The end result of that blood, sweat and tears was the birth of one of America’s most iconic highways. In the years since its construction, the road has been designated a National Historic Landmark and Historic Civil Engineering Landmark. A few years ago, Esquire Magazine included driving the road on the list of things every person should do before they die.

The Hungry Horse Dam

The Hungry Horse Dam was a beacon of the greatest technology the nation could create when it was completed in 1953. But its construction had much humbler beginnings.  Nearly a decade earlier, in 1945, workers began to clear the forest that would eventually become the Hungry Horse Reservoir by dragging two massive 4.5-ton steel balls behind tractors and knocking down whatever stood in the way.

The idea for a dam on the South Fork of the Flathead River dates back to the 1920s, but it wasn’t seriously considered until the 1940s when the country needed electricity for the war effort. In 1945, contractors began to clear 20,000 acres of land along the river to hold the reservoir and three years later the General-Shea-Morrison Company of Seattle began building the dam and powerhouse. The dam was completed in October 1952 and President Harry Truman flipped the switch to start the powerhouse.

The statistics and numbers that surround the structure are staggering: 3 million cubic yards of concrete in a dam that is 564 feet high and 2,000 feet long and holding back 1.2 trillion gallons of water. When it was completed, the dam was the third largest in the world and today its “morning-glory spillway,” where water drops in from the reservoir, is still the tallest on earth.

The dam permanently changed the region’s landscape but it also helped power the post-war boom in the United States. Today, it produces enough electricity to power 270,000 homes.

The Great Northern Railway

Everyday, mile-long trains weighing thousands of tons cross the Continental Divide near Marias Pass on BNSF Railway’s critical route from the Midwest to the Pacific Northwest. But the battle of freight trains versus gravity pales in comparison to the challenge it required to find Marias Pass in the first place. Its discovery, years after other cross-country railroads had been designed and constructed, is why the Great Northern Railway’s route across Montana was among the best built during the 19th Century.

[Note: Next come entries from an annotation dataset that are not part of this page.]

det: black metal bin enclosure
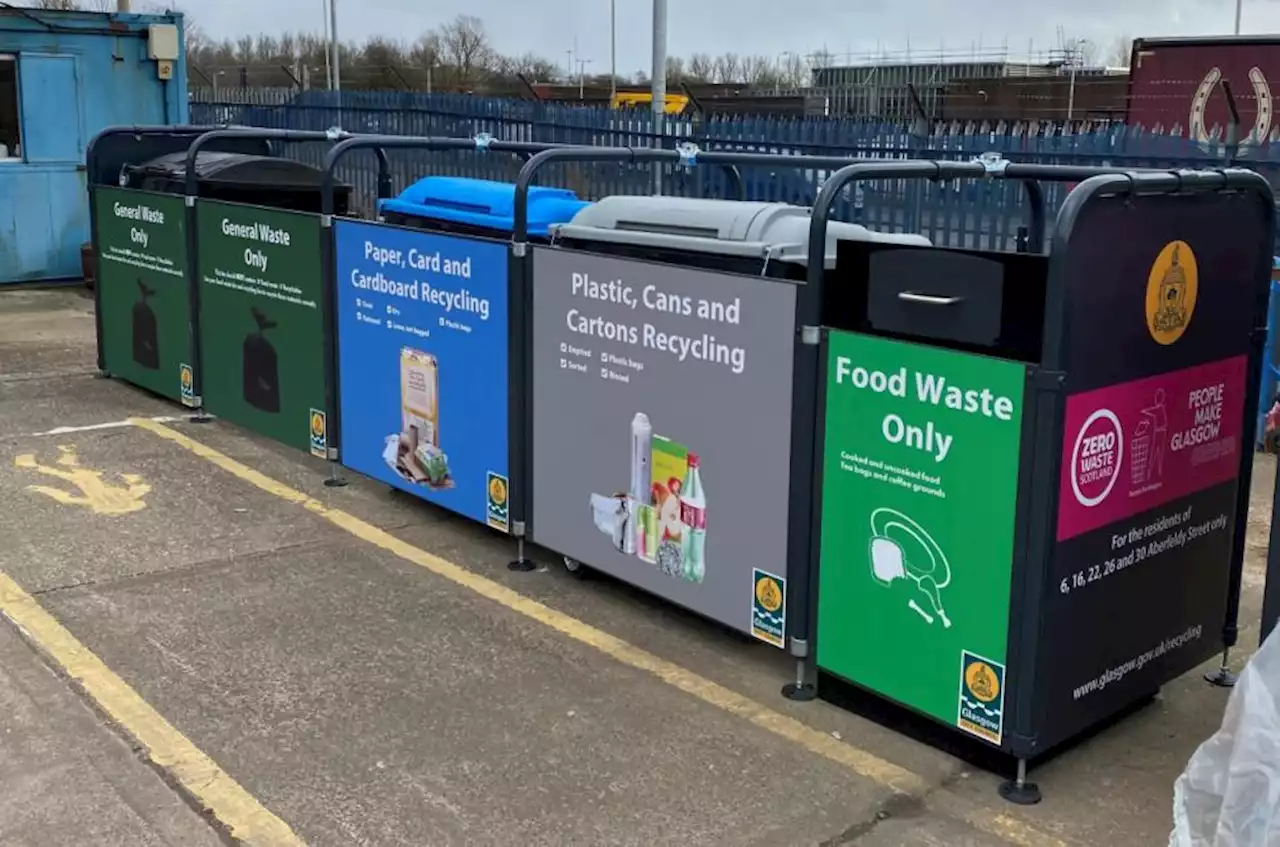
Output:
[176,129,366,468]
[84,125,270,400]
[513,148,1049,655]
[314,136,604,550]
[810,162,1275,801]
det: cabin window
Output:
[0,52,22,162]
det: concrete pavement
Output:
[0,290,1274,847]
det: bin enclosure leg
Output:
[324,461,347,489]
[782,659,818,702]
[1000,759,1041,806]
[1204,647,1239,688]
[507,535,538,572]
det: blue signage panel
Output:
[334,220,511,532]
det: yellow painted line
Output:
[0,572,303,847]
[133,418,1065,847]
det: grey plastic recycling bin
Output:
[550,196,931,278]
[530,197,929,647]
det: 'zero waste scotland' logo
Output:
[1069,408,1124,507]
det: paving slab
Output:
[0,622,225,847]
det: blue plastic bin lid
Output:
[378,177,590,235]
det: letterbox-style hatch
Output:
[120,150,351,215]
[379,177,590,238]
[550,196,931,269]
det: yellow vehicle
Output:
[609,91,689,115]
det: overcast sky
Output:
[192,0,1280,73]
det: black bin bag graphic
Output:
[244,308,280,412]
[133,279,160,371]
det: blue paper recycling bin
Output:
[379,177,590,238]
[334,177,589,534]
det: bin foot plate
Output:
[782,682,818,702]
[1204,668,1239,688]
[1000,779,1041,806]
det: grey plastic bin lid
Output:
[550,196,932,267]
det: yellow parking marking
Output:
[0,572,305,847]
[134,418,1065,847]
[14,445,151,517]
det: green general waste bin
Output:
[172,151,352,458]
[814,171,1275,802]
[93,150,351,411]
[120,151,351,215]
[530,197,929,647]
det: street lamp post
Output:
[609,0,618,106]
[650,0,667,194]
[329,0,342,91]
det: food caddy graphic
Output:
[243,306,280,415]
[590,412,707,583]
[383,347,455,491]
[133,279,160,371]
[868,508,951,629]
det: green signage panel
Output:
[93,188,193,406]
[196,201,328,455]
[817,331,1025,745]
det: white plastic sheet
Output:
[1169,627,1280,847]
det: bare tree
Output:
[742,55,780,87]
[780,52,809,88]
[1106,36,1133,68]
[714,52,742,82]
[685,52,716,82]
[440,15,493,87]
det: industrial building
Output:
[0,4,187,284]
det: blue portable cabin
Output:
[378,177,591,239]
[0,5,187,284]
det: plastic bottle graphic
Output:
[622,412,653,554]
[680,453,707,582]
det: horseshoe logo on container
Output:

Settlers and railroad builders had known for years that there was a lower and easier route across the Rockies, but as noted in C.W. Guthrie’s book “All Aboard for Glacier,” it went undiscovered until the late 1800s. One reason, according to historians, was that the Blackfeet Indians closely guarded the pass and never allowed outsiders near it. But another is political. In 1853, when Congress allotted $150,000 to the War Department to survey four railroad routes west, Isaac I. Stevens led the charge to find a route across the northern part of the country. When his men found what appeared to be Marias Pass’ eastern approach they reported back to Stevens, but by then Secretary of War Jefferson Davis (who later was president of the Confederate States of America) ordered them to stop exploring the northern route at once because he preferred another one that would benefit the South.

Thirty-five years later, James J. Hill’s Great Northern was rapidly expanding across Montana and he sent legendary railroad engineer John F. Stevens to finally find the pass in December 1889. By studying primitive maps, incomplete engineering reports and stories he had heard from local natives, as well as a little bit of luck, Stevens found the pass that winter. However, before he could go back to Hill, he spent a frigid night at the summit, an evening so cold that he did not even dare to sleep. Instead, he built a fire and paced around it until dawn.

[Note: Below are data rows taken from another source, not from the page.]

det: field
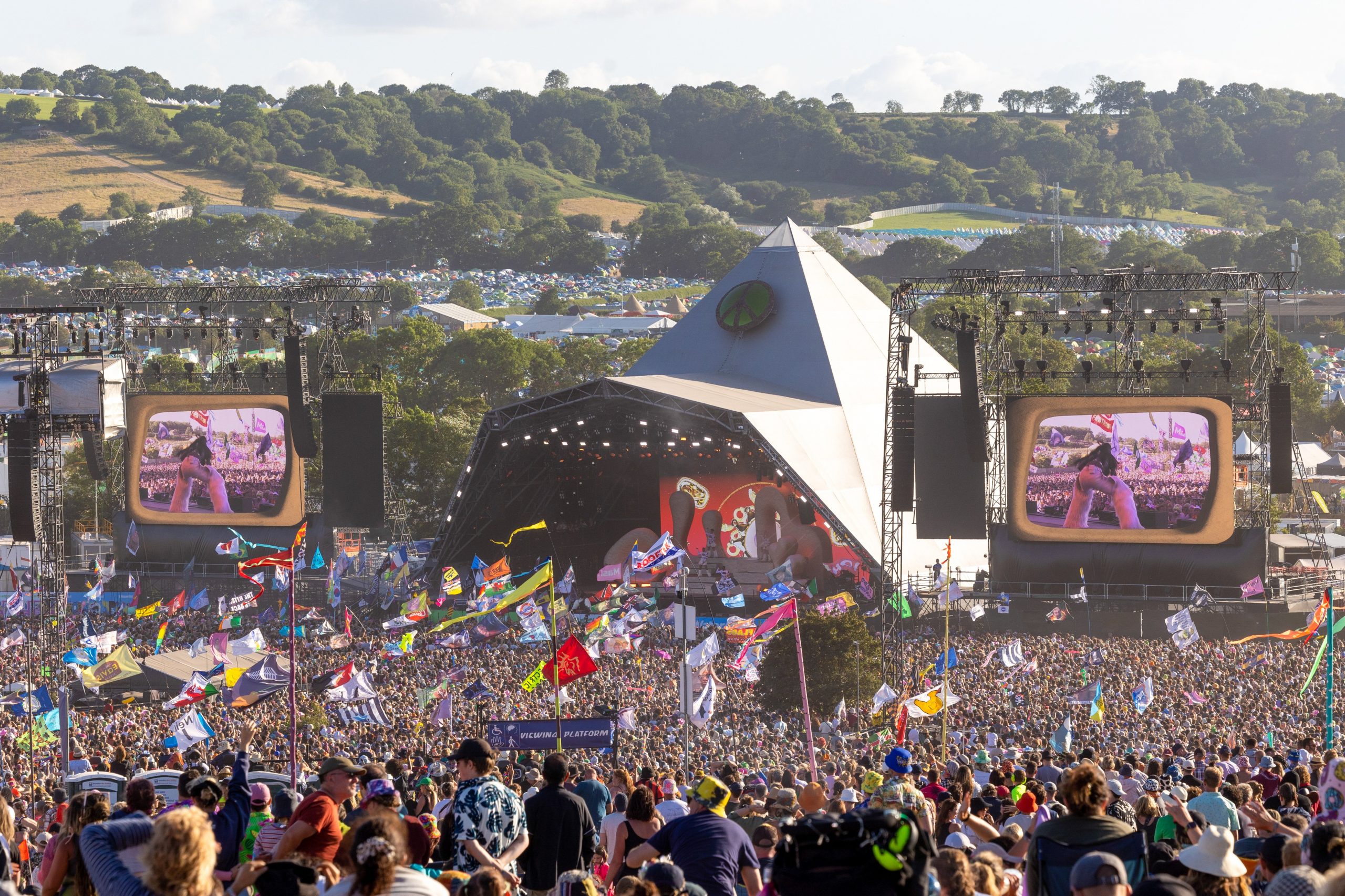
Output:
[561,196,644,230]
[0,93,182,121]
[0,136,392,221]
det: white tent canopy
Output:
[622,221,963,566]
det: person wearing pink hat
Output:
[238,784,272,865]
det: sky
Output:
[0,0,1345,112]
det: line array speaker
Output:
[892,386,916,513]
[9,417,42,542]
[956,330,990,464]
[285,336,317,457]
[1268,382,1294,495]
[81,432,108,482]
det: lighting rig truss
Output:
[882,265,1297,673]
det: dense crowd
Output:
[0,573,1345,896]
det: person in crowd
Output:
[625,775,761,896]
[521,753,597,893]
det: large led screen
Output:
[1006,395,1234,544]
[127,395,303,526]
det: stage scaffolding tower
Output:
[882,265,1296,681]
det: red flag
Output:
[542,635,597,685]
[897,700,909,747]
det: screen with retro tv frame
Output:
[1006,395,1235,545]
[127,394,304,526]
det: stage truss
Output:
[882,268,1307,680]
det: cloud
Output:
[269,59,346,94]
[819,47,999,112]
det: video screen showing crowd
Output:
[1026,412,1210,529]
[139,408,288,514]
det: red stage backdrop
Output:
[659,463,861,573]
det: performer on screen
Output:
[1065,443,1143,529]
[168,436,233,514]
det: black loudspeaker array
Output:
[285,336,317,457]
[81,432,108,482]
[9,417,42,542]
[1268,382,1294,495]
[892,386,916,514]
[956,330,990,464]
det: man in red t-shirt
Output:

Rails were laid across the pass the following year. Because the summit of Marias Pass topped out at 5,213-feet, it meant the Great Northern had the easiest grades of any railroad in the west. In 1891, the rails reached Kalispell and the city became a hub and the economic center of Northwest Montana. For his contribution, a statue of Stevens was erected at the summit of Marias Pass. But finding Marias Pass was not his only accomplishment. Stevens went on to design other railroads and was even the chief engineer on the Panama Canal project. In March 1925, he was given the John Fritz medal, the highest honor in American engineering.